Park Hotels & Resorts and Hilton Grand Vacations Begins “Regular Way” Trading On The New York Stock Exchange
Hilton Worldwide Holdings Inc. (NYSE: HLT) (“Hilton”) has announced the completion of the spin-offs of Park Hotels & Resorts Inc. (“Park”) and Hilton Grand Vacations Inc. (“HGV”), resulting in three independent, publicly traded companies.
Park and HGV began “regular way” trading on the New York Stock Exchange on January 4, 2017, under the ticker symbols “PK” and “HGV,” respectively. Hilton also effected a previously-announced 1-for-3 reverse stock split, and will continue to trade on the NYSE under the ticker symbol “HLT.”
Hilton is a leading global hospitality company, comprising more than 4,800 managed, franchised, owned and leased hotels and timeshare properties with nearly 789,000 rooms in 104 countries and territories. For 97 years, Hilton has been dedicated to continuing its tradition of providing exceptional guest experiences. The company’s portfolio of 13 world-class global brands includes Hilton Hotels & Resorts, Waldorf Astoria Hotels & Resorts, Conrad Hotels & Resorts, Canopy by Hilton, Curio – A Collection by Hilton, DoubleTree by Hilton, Embassy Suites by Hilton, Hilton Garden Inn, Hampton by Hilton, Tru by Hilton, Homewood Suites by Hilton and Home2 Suites by Hilton.
The company also manages an award-winning customer loyalty program, Hilton HHonors®. Hilton HHonors members who book directly through preferred Hilton channels have access to benefits including an exclusive member discount, free standard Wi-Fi, as well as digital amenities that are available exclusively through the industry-leading Hilton HHonors app, where Hilton HHonors members can check-in, choose their room, and access their room using a Digital Key. (Visit www.hiltonworldwide.com for more information and connect with Hilton on Facebook, Twitter, YouTube, Flickr, LinkedIn and Instagram.)

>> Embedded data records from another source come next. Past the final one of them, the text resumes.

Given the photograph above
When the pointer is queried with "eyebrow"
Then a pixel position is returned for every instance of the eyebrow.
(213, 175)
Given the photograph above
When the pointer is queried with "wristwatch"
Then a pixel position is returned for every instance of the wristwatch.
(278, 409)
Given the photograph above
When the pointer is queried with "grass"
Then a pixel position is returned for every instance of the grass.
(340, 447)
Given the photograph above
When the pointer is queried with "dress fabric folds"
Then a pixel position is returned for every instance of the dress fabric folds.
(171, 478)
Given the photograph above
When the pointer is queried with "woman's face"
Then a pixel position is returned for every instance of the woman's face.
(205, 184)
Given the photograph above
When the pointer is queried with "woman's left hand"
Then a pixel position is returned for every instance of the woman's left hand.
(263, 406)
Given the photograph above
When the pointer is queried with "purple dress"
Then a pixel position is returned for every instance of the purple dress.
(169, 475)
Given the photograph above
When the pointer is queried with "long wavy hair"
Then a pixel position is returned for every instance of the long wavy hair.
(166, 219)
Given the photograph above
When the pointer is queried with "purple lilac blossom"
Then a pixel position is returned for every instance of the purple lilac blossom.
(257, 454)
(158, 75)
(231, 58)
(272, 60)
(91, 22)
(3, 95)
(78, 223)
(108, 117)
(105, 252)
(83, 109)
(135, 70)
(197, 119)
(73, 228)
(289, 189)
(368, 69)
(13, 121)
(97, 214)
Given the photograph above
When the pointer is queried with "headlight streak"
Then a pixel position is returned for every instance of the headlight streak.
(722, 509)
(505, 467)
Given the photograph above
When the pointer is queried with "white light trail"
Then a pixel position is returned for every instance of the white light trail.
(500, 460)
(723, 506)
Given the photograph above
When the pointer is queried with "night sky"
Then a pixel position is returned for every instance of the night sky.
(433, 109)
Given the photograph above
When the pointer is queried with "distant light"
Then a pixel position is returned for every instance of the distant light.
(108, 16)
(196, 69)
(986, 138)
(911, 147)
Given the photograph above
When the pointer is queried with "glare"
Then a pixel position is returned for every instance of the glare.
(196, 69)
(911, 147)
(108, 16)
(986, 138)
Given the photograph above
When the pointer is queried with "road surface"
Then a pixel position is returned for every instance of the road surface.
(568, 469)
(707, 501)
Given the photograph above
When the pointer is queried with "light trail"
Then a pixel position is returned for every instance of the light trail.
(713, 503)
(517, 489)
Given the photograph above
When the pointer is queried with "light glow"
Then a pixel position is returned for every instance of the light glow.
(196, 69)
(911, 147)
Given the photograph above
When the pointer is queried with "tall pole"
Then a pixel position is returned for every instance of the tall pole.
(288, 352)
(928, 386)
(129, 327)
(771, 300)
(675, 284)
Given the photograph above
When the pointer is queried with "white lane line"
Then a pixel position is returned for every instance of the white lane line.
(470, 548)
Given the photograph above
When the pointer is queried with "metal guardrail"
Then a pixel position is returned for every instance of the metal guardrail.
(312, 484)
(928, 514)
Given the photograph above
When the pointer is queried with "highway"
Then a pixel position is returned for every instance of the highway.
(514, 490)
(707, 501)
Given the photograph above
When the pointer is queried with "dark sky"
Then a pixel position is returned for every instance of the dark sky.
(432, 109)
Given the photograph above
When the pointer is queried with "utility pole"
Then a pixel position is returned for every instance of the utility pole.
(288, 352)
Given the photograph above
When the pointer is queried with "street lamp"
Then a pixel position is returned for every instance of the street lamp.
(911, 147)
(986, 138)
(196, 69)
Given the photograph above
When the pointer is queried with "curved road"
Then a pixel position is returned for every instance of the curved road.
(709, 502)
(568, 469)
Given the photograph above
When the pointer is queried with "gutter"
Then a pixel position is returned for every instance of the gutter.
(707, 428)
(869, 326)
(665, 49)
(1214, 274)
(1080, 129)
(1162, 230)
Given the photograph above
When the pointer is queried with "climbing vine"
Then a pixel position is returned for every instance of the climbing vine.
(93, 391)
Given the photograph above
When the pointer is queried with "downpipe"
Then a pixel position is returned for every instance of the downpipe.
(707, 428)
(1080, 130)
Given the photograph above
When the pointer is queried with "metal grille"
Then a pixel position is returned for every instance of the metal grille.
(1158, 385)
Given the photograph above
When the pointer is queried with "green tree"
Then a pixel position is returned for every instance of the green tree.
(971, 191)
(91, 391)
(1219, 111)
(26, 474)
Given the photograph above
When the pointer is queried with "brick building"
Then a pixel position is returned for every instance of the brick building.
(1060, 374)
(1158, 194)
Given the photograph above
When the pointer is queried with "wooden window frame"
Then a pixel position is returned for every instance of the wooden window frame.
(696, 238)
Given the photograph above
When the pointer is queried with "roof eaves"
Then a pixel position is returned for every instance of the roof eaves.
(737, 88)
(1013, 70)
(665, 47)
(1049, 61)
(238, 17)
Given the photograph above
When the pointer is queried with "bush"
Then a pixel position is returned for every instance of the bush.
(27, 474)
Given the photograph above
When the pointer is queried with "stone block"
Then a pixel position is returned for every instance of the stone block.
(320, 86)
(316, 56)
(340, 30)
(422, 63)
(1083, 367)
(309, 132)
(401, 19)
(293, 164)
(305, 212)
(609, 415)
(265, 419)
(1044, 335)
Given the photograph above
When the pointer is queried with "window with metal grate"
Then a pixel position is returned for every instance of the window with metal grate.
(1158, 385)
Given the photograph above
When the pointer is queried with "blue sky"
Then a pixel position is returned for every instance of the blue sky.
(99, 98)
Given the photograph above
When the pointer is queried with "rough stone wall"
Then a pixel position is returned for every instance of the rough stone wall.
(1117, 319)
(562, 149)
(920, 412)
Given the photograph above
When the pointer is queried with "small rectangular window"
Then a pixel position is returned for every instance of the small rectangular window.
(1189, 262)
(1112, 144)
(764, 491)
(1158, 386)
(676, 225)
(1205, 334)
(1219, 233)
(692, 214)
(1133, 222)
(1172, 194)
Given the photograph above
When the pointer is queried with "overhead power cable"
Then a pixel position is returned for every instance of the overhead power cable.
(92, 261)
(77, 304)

Hilton will continue to be led by Christopher J. Nassetta, president and chief executive officer (CEO). Kevin J. Jacobs will continue to serve as Hilton’s executive vice president and chief financial officer (CFO) and Michael W. Duffy will continue to serve as Hilton’s senior vice president and chief accounting officer.
“These spin-offs are an important milestone in Hilton’s continued evolution as the world’s most hospitable company,” said Nassetta. “The new Hilton is a fee-based, capital efficient, and resilient business with tremendous growth potential around the world. We believe this will result in opportunities for our team members and meaningful returns for our hotel owners and shareholders.”
Park Hotels & Resorts Inc. (NYSE: PK) is one of the largest publicly traded lodging real estate investment trusts with a diverse portfolio of market-leading hotels and resorts with significant underlying real estate value. The Company’s portfolio currently consists of 67 premium-branded hotels and resorts with over 35,000 rooms located in prime U.S. and international markets with high barriers to entry.
Park, headquartered in McLean, Virginia, is led by Thomas J. Baltimore, Jr., chairman, president & CEO. Sean M. Dell’Orto serves as Park’s executive vice president and CFO and Treasurer, and Darren W. Robb serves as Park’s senior vice president and chief accounting officer. For additional information, please visit the Company’s website at www.pkhotelsandresorts.com.
“Today’s transaction positions Park Hotels & Resorts as the second largest lodging REIT and a key player in the market,” said Baltimore. “We believe our size, scale, and high-quality portfolio will enable us to capitalize on meaningful growth opportunities.”
Hilton Grand Vacations Inc. (NYSE:HGV) is recognized within the industry as a leading global timeshare company. With headquarters in Orlando, Fla., Hilton Grand Vacations develops, markets and operates a system of brand-name, high-quality vacation ownership resorts in select vacation destinations. HGV’s 46 resorts are located in premier markets, including the Hawaiian Islands, New York City, Orlando and Las Vegas. The company also manages and operates two innovative club membership programs: Hilton Grand Vacations Club® and The Hilton Club®, providing exclusive exchange, leisure travel and reservation services for more than 260,000 Club Members.
HGV is led by Mark Wang, president & CEO. James E. Mikolaichik serves as HGV’s executive vice president and CFO and Allen Klingsick serves as senior vice president and chief accounting officer. For more information, visit www.hgv.com and www.hiltongrandvacations.com.
“Hilton Grand Vacations is a premier operator and rapidly growing company in the timeshare industry,” said Wang. “We are focused on adding value for our members, continued net owner growth, and delivering a strong return on our capital efficient business.”
The companies were provided financial advice by Deutsche Bank Securities, Goldman Sachs & Co. and BofA Merrill Lynch, legal advice by Simpson Thacher, Hogan Lovells and Womble Carlyle, and tax advice by Ernst & Young and KPMG.